A baby grows every day, no matter how cute we wish they remain. So does a puppy. Friends come and go, as “twenty friends can’t play together for twenty years.” People die, others move away. Some get married and change friends, others simply outgrow the friendship. These are things we can’t control, and that’s exactly what unwelcome change is: an affront to our perceived power and control over our own lives.
I was a recent target of such affront. First of all, I’m a big proponent of avoiding unnecessary stress in life. Big changes, whether good or bad, cause stress. So getting married, changing jobs, having a baby, moving houses, and the like, are all good things that come with a big amount of stress. It’s thus wise to make sure that these stressors don’t occur too close together.

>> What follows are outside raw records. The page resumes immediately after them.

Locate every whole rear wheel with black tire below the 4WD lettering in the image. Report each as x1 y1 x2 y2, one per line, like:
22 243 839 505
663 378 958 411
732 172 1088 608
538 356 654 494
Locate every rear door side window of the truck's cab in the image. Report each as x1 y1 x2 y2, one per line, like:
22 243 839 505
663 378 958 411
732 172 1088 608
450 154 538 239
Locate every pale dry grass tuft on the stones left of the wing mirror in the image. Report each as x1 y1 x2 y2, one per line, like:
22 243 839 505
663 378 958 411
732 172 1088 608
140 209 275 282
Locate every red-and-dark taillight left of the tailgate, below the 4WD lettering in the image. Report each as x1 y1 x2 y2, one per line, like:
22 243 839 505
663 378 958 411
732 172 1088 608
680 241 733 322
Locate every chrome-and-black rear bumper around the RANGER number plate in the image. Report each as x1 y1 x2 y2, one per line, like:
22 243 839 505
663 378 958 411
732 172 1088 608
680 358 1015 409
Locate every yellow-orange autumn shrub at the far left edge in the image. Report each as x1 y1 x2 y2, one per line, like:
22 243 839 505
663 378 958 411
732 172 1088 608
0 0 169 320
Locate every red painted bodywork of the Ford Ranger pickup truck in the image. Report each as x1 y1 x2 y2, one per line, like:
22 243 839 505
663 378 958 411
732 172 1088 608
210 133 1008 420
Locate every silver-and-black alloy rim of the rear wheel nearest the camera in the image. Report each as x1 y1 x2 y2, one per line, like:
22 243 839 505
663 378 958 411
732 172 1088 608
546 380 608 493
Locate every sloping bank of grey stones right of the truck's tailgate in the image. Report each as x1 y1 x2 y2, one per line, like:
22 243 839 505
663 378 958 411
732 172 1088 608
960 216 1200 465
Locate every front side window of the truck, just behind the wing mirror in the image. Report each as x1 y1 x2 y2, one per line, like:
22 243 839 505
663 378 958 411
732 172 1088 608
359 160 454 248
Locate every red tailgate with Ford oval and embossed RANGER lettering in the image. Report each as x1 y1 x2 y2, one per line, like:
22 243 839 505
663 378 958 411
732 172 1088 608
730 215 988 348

Unless you cannot avoid it, you shouldn’t be moving cities to go take a new job because you have to get married to a man who lives there and happens to be the father of your expected child. Too much going on there. Too much waiting to unfold. Too many life events clustered to produce more than enough stress for the ordinary person to handle.
Anyway, that’s why I decided to spread things out. I knew my wife was pregnant, and we needed a better place to live. In our living situation, we had no control over which neighbours we had and their choice of being cannabis puffers. So we knew what to do. In order not to have two stress events back-to-back, we moved out while she still had a good number of months to go. We decided that having the landlord as a neighbor, instead, assured us some long term stability too. All was well. Nothing much was going to change for a long time except having a baby, and the initial craziness that comes with that. At least we would have the bandwidth to handle that, with every other thing staying the same.
“No,” said Mr. Change as it made its bold affront to our perceived power and control. It threw us a curve ball. Make that two. First, I got reassigned at work; I was asked to join a team where I’ll be dropping my old, stable tasks to learn and do new ones. Second, our ‘stable’ landlord broke to us that he’ll be moving out soon and renting out the space, after initially promising us that he was there for the long term. How disappointing!
So we’re back to what we were trying to avoid. Having a baby, changing jobs, and changing neighbours/living arrangements. Only this time, it’s entirely out of our control. That’s what change does. It throws you off your game. It brings stressors your way. And it’s essentially up to you to decide whether you’ll stay off your game or steer yourself back on track. Whether you’ll allow the stressors translate to a stressful life full of complaining, whining and bellyaching or instead allow them to stretch and grow you into a much better version of yourself.
The stress that change brings is a result of the stretching that occurs — a stretching that leads to growth if we so choose. So we’ll welcome this change. We’ll strive to be the best parents, the best workers and the best neighbours that we can be. And with God —the unchanging one — on our side, we’ll be able to take on the little extra changes that may accompany these major ones.
After all, the more that things change, the more we must depend on things that never change. And as far as we can tell, the most dependable constant in life is God almighty, our steady anchor in a raging sea, and He gives the grace to deal with the most undependable constant in life: change.